Next: SPLIT-STEP MIGRATION Up: Biondi et al.: Testing Previous: Biondi et al.: Testing

Introduction

SEP's present computer servers (18-processor Power Challenge and 4-processor Origin 200) fall short from delivering the computer power needed to perform research in advanced algorithms for 3-D wave-equation migration, 3-D velocity estimation, and 3-D wavefield interpolation. We are therefore evaluating the choices for our next computer server (or servers). Computers based on commodity processors (Intel) have attractive prices, and seem to have finally caught up in floating-point performances with computers based on processors specialized for floating-point computations (SGI-MIPS, SUN-Ultra, etc). Further, memory and disk-storage are much better priced for Intel-based computers than for any other. We are thus evaluating Intel-based Linux multi-processors systems. At the moment the choice is between systems based on dual-processor Pentium III and systems based on four-processor Pentium III Xeon. In the near future (end of 1999?), it should be also possible to purchase eight-processor Pentium III Xeon system. We evaluated a dual-processor Pentium III marketed by VA Linux Systems (StartX MP Workstation) and a four-processor Pentium III Xeon kindly loaned to us for evaluation by SGI (SGI 1400L).
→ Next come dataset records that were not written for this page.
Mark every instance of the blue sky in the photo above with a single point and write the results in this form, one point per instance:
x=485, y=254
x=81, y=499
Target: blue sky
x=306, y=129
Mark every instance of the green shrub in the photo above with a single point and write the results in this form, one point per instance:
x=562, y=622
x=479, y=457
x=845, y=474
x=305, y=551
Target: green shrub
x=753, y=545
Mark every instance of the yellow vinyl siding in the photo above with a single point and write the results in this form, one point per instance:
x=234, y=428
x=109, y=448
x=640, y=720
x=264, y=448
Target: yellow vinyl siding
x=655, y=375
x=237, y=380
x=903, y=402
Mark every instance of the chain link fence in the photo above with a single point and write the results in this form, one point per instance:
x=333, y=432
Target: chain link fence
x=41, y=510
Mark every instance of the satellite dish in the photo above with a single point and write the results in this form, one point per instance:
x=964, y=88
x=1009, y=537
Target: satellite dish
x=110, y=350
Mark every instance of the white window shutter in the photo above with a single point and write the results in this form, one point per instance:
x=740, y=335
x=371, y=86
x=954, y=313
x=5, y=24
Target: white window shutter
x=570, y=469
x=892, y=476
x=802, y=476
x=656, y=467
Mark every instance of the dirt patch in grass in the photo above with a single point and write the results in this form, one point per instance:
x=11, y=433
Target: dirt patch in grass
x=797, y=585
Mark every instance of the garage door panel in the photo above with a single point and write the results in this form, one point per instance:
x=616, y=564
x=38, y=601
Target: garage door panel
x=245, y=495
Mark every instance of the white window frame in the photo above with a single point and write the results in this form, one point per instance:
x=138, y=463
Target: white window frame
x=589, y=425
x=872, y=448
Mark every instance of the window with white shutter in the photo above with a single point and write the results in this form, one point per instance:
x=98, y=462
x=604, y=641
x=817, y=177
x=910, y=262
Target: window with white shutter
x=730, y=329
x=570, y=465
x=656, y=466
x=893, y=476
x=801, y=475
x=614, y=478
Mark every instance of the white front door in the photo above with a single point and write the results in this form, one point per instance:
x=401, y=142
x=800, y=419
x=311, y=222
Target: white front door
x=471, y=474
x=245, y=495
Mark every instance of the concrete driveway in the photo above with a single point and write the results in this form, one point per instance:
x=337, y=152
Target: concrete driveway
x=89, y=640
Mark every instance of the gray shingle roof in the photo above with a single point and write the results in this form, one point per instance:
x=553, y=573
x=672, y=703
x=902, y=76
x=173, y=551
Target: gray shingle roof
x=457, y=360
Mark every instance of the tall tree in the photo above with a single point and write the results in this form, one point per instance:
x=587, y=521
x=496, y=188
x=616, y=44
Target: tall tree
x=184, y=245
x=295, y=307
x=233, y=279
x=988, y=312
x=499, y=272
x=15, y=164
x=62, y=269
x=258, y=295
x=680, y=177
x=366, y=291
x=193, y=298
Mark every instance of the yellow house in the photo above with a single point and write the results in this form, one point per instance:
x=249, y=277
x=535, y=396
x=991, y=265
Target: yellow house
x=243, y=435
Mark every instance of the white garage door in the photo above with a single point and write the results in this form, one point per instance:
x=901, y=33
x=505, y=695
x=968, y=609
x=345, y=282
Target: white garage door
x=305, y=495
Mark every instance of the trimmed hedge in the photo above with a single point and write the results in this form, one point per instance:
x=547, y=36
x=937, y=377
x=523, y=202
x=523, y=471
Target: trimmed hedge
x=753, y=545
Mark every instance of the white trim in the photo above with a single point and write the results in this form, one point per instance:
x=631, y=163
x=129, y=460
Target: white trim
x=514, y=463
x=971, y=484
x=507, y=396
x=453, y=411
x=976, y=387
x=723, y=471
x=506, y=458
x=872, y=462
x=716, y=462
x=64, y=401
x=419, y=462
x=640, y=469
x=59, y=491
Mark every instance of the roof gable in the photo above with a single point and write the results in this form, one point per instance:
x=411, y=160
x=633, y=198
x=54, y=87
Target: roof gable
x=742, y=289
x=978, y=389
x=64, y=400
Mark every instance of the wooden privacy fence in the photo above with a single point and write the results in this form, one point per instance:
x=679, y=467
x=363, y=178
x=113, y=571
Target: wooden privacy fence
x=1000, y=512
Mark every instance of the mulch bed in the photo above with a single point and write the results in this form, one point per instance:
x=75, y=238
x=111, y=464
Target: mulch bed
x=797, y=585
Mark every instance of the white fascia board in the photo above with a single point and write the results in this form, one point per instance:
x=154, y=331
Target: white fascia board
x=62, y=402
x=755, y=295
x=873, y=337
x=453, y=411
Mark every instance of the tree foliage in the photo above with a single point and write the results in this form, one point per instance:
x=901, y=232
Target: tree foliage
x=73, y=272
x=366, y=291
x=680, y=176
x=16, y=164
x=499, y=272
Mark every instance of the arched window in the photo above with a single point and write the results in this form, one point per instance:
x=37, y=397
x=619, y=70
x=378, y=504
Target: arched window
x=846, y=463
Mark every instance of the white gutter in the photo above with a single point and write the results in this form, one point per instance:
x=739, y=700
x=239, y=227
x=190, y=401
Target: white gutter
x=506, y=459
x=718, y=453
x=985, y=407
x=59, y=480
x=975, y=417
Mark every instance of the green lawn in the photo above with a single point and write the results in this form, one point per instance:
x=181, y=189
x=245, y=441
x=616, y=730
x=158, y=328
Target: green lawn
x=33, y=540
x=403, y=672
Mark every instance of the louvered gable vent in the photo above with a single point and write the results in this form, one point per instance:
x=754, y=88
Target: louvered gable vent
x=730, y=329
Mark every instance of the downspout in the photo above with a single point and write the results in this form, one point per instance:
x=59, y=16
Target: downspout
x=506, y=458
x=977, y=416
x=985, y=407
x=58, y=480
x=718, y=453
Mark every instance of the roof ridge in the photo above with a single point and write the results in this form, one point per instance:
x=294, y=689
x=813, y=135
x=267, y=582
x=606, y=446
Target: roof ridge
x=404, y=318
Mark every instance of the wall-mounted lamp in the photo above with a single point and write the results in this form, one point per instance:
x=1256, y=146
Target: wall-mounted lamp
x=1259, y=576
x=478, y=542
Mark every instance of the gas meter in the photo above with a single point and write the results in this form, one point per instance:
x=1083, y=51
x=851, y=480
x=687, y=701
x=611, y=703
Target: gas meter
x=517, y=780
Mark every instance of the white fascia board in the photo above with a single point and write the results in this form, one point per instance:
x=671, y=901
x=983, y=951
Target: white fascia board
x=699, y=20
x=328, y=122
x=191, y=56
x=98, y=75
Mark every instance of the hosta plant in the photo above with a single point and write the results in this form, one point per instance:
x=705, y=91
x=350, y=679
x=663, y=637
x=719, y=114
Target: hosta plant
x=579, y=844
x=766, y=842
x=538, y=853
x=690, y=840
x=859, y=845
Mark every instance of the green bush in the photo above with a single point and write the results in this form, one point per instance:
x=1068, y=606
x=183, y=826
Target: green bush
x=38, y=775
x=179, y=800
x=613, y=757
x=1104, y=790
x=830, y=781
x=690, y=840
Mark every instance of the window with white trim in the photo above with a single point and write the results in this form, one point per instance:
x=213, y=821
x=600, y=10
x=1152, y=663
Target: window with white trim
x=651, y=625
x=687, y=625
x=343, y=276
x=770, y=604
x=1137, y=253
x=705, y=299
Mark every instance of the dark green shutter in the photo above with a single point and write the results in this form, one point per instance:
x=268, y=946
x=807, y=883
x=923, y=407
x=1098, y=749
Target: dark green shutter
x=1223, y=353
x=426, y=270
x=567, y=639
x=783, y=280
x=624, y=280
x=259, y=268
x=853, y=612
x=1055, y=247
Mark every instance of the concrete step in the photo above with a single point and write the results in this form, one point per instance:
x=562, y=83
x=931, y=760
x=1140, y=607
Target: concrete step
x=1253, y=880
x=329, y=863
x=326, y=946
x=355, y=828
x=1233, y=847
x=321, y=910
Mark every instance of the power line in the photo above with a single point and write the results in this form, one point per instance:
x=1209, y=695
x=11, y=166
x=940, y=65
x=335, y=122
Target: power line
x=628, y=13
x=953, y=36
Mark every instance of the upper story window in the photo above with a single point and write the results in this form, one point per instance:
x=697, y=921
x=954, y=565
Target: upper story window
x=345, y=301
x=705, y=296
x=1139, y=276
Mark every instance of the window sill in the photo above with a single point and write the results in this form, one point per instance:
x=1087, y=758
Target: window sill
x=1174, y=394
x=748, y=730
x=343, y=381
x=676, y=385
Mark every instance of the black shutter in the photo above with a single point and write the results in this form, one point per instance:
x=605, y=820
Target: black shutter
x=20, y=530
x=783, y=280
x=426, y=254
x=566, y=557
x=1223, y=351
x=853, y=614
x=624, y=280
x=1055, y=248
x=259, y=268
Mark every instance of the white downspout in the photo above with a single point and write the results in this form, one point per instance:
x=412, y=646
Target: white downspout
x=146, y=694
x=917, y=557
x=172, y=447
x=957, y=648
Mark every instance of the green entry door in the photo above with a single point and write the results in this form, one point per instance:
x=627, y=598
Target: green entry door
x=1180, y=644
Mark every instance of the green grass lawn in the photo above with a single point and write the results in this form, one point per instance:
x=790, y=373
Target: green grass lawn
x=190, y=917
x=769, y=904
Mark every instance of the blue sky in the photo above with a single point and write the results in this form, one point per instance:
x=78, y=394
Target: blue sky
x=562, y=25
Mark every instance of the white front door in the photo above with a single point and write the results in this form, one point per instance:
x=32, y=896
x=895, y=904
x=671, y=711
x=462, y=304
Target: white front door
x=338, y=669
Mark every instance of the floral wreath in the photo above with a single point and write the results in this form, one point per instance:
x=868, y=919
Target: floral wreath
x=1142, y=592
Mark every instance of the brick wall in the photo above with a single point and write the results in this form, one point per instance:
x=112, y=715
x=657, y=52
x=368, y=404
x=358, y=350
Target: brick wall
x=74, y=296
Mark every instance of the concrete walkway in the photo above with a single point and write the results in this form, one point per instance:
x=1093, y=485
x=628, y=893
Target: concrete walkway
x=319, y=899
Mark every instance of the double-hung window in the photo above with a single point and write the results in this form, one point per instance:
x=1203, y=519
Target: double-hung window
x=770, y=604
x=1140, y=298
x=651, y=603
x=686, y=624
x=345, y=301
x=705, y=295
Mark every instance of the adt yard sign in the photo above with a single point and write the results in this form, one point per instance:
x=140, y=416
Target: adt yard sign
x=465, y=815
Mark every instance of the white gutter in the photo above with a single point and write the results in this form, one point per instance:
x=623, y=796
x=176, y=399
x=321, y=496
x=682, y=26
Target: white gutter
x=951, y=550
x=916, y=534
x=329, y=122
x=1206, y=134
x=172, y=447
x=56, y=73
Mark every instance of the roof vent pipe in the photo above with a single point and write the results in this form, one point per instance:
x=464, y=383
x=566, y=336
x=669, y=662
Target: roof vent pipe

The main goal for the tests that we report here is to determine whether we can run efficiently our ``production'' codes on multi-processors Linux systems. For several years now SEP has operated Linux computers as desktops. We are satisfied by the experience, to the point that all our desktops are Intel PC's running Linux. However, we perform the heavy-duty parallel computations on our SGIs. One of the authors (JR) performed some tests running parallel programs across our network of Linux desktop PC's using PVM message passing as a parallel-programming tool. However, no parallel ``production'' codes runs across the Linux network.

Our question has a software component as well as a hardware component. First, Linux kernels before 2.2 had notoriously poor performance when running multi-threaded applications, and even for 2.2 the overhead of starting new threads is higher than on Irix (Bee Bednar, private communication). Second, the most of our production codes are parallelized with a shared-memory model, and the parallelism is achieved using SGI or OpenMP compiler directives. The F77/F90 compiler that we presently use on Linux (from NAGWare) does not support these parallel-programming style. Therefore, we need to look at alternative compilers; we evaluated the Portland Group F90 compiler.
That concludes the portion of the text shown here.